Bremont Broadsword Bronze: approved by Her Majesty’s Armed Forces

With Remembrance Sunday this weekend and Armistice Day next week it seems fitting to feature Bremont in our daily luxury digest. After many years working with armed forces around the world, it was a proud moment in Bremont’s history when in 2019 we entered into an official partnership with the Ministry of Defence (MoD), paying tribute to Her Majesty’s Armed Forces. Through this partnership, Bremont became the sole luxury watch producer legitimately allowed to use the signs, symbols and Heraldic Badges of all three services; the Royal Navy, British Army and Royal Air Force.

2020 sees the introduction of the Broadsword Bronze timepieces, adding to the original line up in Bremont’s Armed Forces Collection. The use of bronze nods to the material’s importance in naval engineering due to its high corrosion resistance to salt water. The new Broadsword case is made of CuSn8 bronze, a solid solution strengthened copper alloy with 8% tin. The high tin content adds to strength, wear and resistance to corrosion. The Bremont Broadsword was originally designed as a contemporary take on the three handed ‘Dirty Dozen’ watch design, a series of timepieces commissioned for the British Army during World War Two when Britain’s Ministry of Defence needed watches to issue to military personnel.

The new bronze editions will be available in three different coloured dial and strap variations, complementing the existing range. The ‘sotek’ (a military green/teal colour), ‘slate’ and ‘tobacco’ dials feature a sub-seconds hand at six o’clock as well as multiple layers of luminous paint on both the dial and hands to complete the original specification for the British Army.

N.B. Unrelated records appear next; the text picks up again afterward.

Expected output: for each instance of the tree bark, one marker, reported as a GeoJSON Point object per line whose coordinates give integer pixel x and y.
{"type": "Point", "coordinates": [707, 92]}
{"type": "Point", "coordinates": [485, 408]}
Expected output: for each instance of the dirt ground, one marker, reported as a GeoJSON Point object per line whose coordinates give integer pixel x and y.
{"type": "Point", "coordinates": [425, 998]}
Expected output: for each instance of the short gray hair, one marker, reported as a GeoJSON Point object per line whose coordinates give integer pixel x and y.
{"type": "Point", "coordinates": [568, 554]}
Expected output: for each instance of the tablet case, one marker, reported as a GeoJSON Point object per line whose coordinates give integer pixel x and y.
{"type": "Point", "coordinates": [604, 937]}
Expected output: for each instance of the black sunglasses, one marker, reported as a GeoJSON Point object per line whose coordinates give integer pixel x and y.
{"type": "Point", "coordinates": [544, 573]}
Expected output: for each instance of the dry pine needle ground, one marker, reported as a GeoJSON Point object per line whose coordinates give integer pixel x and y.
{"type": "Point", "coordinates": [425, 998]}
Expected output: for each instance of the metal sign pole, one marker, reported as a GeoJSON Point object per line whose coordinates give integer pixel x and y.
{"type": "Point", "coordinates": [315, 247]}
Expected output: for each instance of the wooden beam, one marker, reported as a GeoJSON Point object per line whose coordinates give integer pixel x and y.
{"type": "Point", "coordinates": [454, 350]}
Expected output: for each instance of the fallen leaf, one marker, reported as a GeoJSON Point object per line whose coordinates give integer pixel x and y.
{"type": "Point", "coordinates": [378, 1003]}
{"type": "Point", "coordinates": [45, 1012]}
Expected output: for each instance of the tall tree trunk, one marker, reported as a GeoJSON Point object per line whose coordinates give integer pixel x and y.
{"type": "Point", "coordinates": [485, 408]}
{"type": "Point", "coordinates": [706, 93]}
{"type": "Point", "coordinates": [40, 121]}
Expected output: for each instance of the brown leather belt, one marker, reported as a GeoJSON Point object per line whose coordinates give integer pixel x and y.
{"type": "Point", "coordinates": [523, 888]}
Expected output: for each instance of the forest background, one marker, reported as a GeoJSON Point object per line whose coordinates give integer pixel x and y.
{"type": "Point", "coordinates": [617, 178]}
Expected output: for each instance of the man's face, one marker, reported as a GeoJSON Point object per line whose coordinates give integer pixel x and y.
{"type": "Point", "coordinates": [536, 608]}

The Broadsword Bronze houses the chronometer rated BE-95-2AV movement inside its two-piece 40mm case featuring a steel, screw-in case back stamped with the badges of all three services. As a ‘living’ metal, each model will develop its own unique patina over time, meaning no two watches will ever look the same.

We are still incredibly humbled by the recognition that Bremont was given by the MoD to create the Armed Forces Collection. These watches have been extremely popular and with our close military connections it has been a lovely way of using our expertise to offer a military watch to one and all. After the success we’ve seen using bronze in our Project Possible watch, it felt like a great fit to produce the Broadsword in this material, particularly with its use being so crucial in naval history. Achieving the right balance between a contemporary feel and a nostalgic nod to the classic design of military watches was critical in the design process. – Nick English, Bremont Co-Founder

In the 1940s very strict performance specifications for the original Dirty Dozen were set which included waterproofing, regulation to chronometer specification, luminous markings on the dial and a robust case construction. The Broadsword has not only been designed and engineered to meet these criteria but also to reflect the needs of Her Majesty’s Armed Forces today. As with all Bremont watches, the Broadsword Bronze will be produced at the company’s headquarters in Henley-on-Thames, UK.

Bremont’s well-respected heritage and reputation within the military, specifically with the British military, made the British watchmaker the natural partner of choice for the MoD. Bremont has created numerous special-order projects at the request of personnel from all branches of the British armed forces and is widely recognised throughout for its discretion, its patriotism and its reputation for supplying products that are fit for purpose.